En abril de 2014, el entonces ministro del Interior, Jorge Fernández Díaz, recordado por la original iniciativa de crear la «policía patriótica», aseguró que «hay que limpiar las redes sociales de indeseables». Esta semana, el fiscal para delitos de odio, Miguel Ángel Aguilar, propuso restringir el acceso a las plataformas digitales a quienes difundan bulos y promuevan rencor y aversión. Una década después seguimos instalados en las intenciones. Con cuatro condenas irrisorias por el camino.
Entre el asesinato de la presidenta de la Diputación de León, Isabel Carrasco, que motivó la propuesta del entonces ministro, y el del niño toledano de 11 años cuando jugaba al fútbol en Mocejón la situación no ha hecho más que empeorar. Que es lo que ocurre cuando no se le pone remedio a un problema. Porque se entiende que resta apoyos electorales, resulta poco democrático, o por lo que sea.
Las redes sociales no son tal. Son un lodazal en el que chapuza todo cuanto descerebrado habita este país. Campando a sus anchas. Dando rienda suelta a la imaginación. Promoviendo linchamientos públicos. Y enturbiando la convivencia pacífica, que cada día lo es menos.
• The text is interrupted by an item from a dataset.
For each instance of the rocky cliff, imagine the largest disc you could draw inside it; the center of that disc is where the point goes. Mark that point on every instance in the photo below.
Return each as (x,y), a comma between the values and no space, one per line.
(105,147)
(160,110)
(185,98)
En Mocejón no se produjo una tragedia de milagro. Por la cordura vecinal. Las redes llamaron a apalizar, degollar y quemar el hotel donde residen medio centenar de migrantes llegados al pueblo y a los que se les achacó el delito. Sin una sola prueba. Siendo reproducido por miles y miles de imbéciles, webs, pseudomedios y tertulias varias, hasta provocar un clima de rechazo ante el que la propia familia del asesinado hubo de llamar a la prudencia. Lo que también le valió amenazas.
Alzarse ahora como el promotor de regular el uso de las redes para combatir bulos y desinformación es una simpleza pueril. El linchamiento público, reforzado por engaños y falacias, se utiliza, no solo en las tragedias, por los que padecen una demencia y por quienes, que son más de los que pudiéramos creer, aceptan y propagan sus disparatadas teorías. Personajes de todo tipo sufren los efectos de una campaña de linchamiento, sin poder contrarrestarla ante la pasividad del Estado. Porque el Estado español dispone de los instrumentos necesarios para evitar las situaciones de acoso y derribo que vivimos a diario. Existen los medios, lo que no existe es interés por aplicarlos.
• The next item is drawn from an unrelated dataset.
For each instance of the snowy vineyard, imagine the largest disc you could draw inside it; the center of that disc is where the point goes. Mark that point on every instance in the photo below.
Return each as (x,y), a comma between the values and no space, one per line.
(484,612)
Por eso salir ahora diciendo que hay que acabar con el anonimato online debería de ser suficiente motivo de su cese inmediato. El problema, de extrema gravedad, no se ataja porque no se quiere. Que no nos vengan con la milonga de que no hay que tocar derechos fundamentales como la libertad de expresión. Claro que no. Es más sencillo. Solo hay que apartar de las redes a los descerebrados que llaman a plantarle fuego al hotel donde se alojan medio centenar de jóvenes. Por ser negros e inmigrantes. Eso no es libertad de expresión. Consentirlo es legalizar el derecho al odio.